Ti accompagnai io personalmente ma non salii con te dal medico, anzi, mi pregasti di restare ad aspettarti giù al palazzo. Mi misi a sedere sulla balaustra della discesa a mare, il tempo sembrava dilatarsi a dismisura e per distogliere il mio sguardo da quella stanza, dove il medico ti stava visitando, con delle pesanti tende bianche tirate, cominciai a leggere tutte quelle frasi scritte con il pennarello nero sul travertino bianco. Erano modi di dire d’uso comune tra gli adolescenti, promesse d’amore eterno…e riflettei sul fatto che i miei sentimenti, i miei stati d’animo, le miei gioie, i miei dolori li avevo sempre comunicati a te, e così ti immaginai, in quel momento, come una preziosissima statuetta d’oro sulla quale la mia memoria aveva inciso una frase, un ricordo, a testimonianza di una bella giornata o di una da dimenticare.
Tu eri il depositario delle mie emozioni, sapevi tutto di me, di quello che ti avevo detto, ma anche di quello che ti avevo taciuto perché, tanto, le cose me le leggevi nell’anima. Era un pomeriggio di quelli che non si dimenticano facilmente: il sole era tiepido, in cielo neanche nuvola, la brezza che arrivava dal mare contrastava con il mio stato d’animo vorticosamente inghiottito in una tempesta di domande senza risposta. Uscisti poi dal palazzo, io attraversai la strada per venirti incontro e mi dicesti che il medico aveva disposto per te un ricovero in ospedale, il mattino successivo, per degli accertamenti di routine.
Tornammo a casa, informammo tutti dell’esito della visita.

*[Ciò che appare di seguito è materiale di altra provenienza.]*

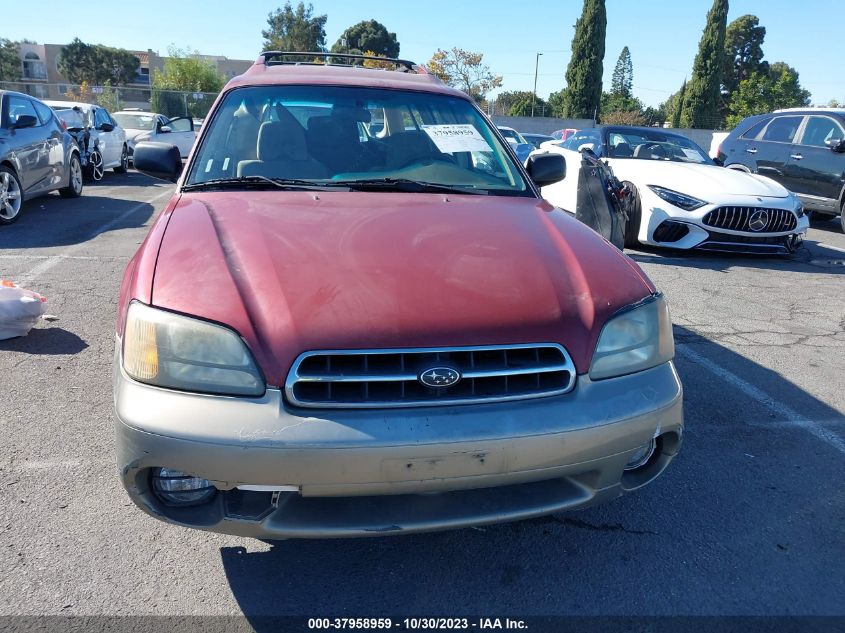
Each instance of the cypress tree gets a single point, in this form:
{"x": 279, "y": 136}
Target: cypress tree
{"x": 623, "y": 75}
{"x": 582, "y": 97}
{"x": 703, "y": 94}
{"x": 679, "y": 104}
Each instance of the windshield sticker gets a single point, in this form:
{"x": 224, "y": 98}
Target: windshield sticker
{"x": 457, "y": 138}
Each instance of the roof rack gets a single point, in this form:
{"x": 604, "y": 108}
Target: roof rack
{"x": 274, "y": 58}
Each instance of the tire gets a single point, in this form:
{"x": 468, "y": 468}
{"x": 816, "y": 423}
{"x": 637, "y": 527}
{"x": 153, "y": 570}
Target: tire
{"x": 842, "y": 215}
{"x": 124, "y": 162}
{"x": 74, "y": 181}
{"x": 95, "y": 165}
{"x": 11, "y": 195}
{"x": 632, "y": 226}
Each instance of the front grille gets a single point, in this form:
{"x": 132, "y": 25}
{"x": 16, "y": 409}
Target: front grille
{"x": 391, "y": 377}
{"x": 738, "y": 218}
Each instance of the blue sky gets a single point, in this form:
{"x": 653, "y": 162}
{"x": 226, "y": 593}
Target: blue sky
{"x": 661, "y": 34}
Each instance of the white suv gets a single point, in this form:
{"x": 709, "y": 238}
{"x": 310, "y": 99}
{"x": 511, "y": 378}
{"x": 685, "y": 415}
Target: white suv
{"x": 149, "y": 126}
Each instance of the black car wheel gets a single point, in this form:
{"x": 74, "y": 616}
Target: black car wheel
{"x": 74, "y": 184}
{"x": 11, "y": 196}
{"x": 632, "y": 226}
{"x": 124, "y": 162}
{"x": 95, "y": 165}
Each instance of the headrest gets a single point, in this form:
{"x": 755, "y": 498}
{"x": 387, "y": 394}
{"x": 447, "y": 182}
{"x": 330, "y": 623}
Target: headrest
{"x": 279, "y": 140}
{"x": 352, "y": 113}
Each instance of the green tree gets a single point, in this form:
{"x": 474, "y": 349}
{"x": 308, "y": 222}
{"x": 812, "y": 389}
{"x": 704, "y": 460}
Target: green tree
{"x": 295, "y": 29}
{"x": 509, "y": 99}
{"x": 184, "y": 75}
{"x": 584, "y": 73}
{"x": 557, "y": 104}
{"x": 368, "y": 35}
{"x": 763, "y": 92}
{"x": 743, "y": 51}
{"x": 703, "y": 94}
{"x": 522, "y": 107}
{"x": 464, "y": 70}
{"x": 96, "y": 64}
{"x": 623, "y": 75}
{"x": 10, "y": 61}
{"x": 676, "y": 103}
{"x": 618, "y": 102}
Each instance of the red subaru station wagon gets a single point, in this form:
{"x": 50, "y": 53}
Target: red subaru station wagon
{"x": 357, "y": 316}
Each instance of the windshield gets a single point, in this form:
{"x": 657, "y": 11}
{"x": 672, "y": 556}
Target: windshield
{"x": 332, "y": 135}
{"x": 139, "y": 121}
{"x": 73, "y": 119}
{"x": 647, "y": 145}
{"x": 511, "y": 135}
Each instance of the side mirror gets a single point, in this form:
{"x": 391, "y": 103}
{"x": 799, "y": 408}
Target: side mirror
{"x": 546, "y": 169}
{"x": 836, "y": 144}
{"x": 159, "y": 160}
{"x": 24, "y": 121}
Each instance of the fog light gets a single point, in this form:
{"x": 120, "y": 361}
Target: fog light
{"x": 641, "y": 456}
{"x": 176, "y": 488}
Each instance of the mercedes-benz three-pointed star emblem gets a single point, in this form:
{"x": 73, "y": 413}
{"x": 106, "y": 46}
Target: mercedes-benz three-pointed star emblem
{"x": 758, "y": 220}
{"x": 439, "y": 377}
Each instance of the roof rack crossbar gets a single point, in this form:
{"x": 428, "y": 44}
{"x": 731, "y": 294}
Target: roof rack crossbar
{"x": 272, "y": 58}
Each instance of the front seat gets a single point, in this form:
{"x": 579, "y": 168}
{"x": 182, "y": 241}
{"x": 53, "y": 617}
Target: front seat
{"x": 621, "y": 150}
{"x": 282, "y": 152}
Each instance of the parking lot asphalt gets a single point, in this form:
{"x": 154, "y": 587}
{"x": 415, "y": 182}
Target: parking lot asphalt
{"x": 749, "y": 519}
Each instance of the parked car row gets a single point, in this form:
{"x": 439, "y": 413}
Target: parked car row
{"x": 682, "y": 198}
{"x": 55, "y": 145}
{"x": 802, "y": 149}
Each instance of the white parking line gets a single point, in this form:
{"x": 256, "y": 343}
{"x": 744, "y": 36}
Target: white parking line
{"x": 789, "y": 416}
{"x": 80, "y": 257}
{"x": 48, "y": 263}
{"x": 833, "y": 248}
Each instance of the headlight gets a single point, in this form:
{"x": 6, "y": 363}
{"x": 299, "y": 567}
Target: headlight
{"x": 687, "y": 203}
{"x": 170, "y": 350}
{"x": 636, "y": 339}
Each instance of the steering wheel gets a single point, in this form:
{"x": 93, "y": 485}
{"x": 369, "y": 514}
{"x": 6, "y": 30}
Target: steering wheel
{"x": 651, "y": 144}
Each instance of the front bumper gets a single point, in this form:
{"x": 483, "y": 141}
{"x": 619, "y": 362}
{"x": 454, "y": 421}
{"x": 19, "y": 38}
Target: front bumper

Sembravi sollevato, forse speravi in quel momento, di fronte ad una diagnosi benigna, che c’era una possibilità di guarigione anche per te, come per quel tuo vecchio collega. Anch’io mi sentii in colpa per il modo in cui avevo vissuto il Natale appena trascorso e credevo fermamente che l’allarme sarebbe rientrato e che saresti tornato l’uomo forte di sempre. Così ti dirigesti verso il tuo studio per tirar fuori dall’armadio quella tua valigia di pelle che tanto piaceva anche a me: di dimensioni ridotte ma capiente, con il tuo nome ed indirizzo scritto a penna, con la fodera grigia a pois blu. Ricordi, nonno, la lasciasti sul divanetto, aperta, e sembrava essere un bambino affamato, pronto ad ingoiare il tuo pigiama, la tua giacca da camera, il tuo rasoio elettrico, le piccole forbici, il dopobarba, il nostro libro di letture, il mio cuscino. Mentre eri intento a sistemare tutto ciò nella valigia di pelle color nocciola, la stessa che avevi portato con te nei viaggi, fatti con la nonna, sempre troppo brevi, impaziente com’eri di tornare a casa, il cuscino di lana bianca e grigia che ti avevo regalato per Natale lo lasciasti fuori perché avevi il timore che, compresso tra gli elastici, si sarebbe potuto rovinare.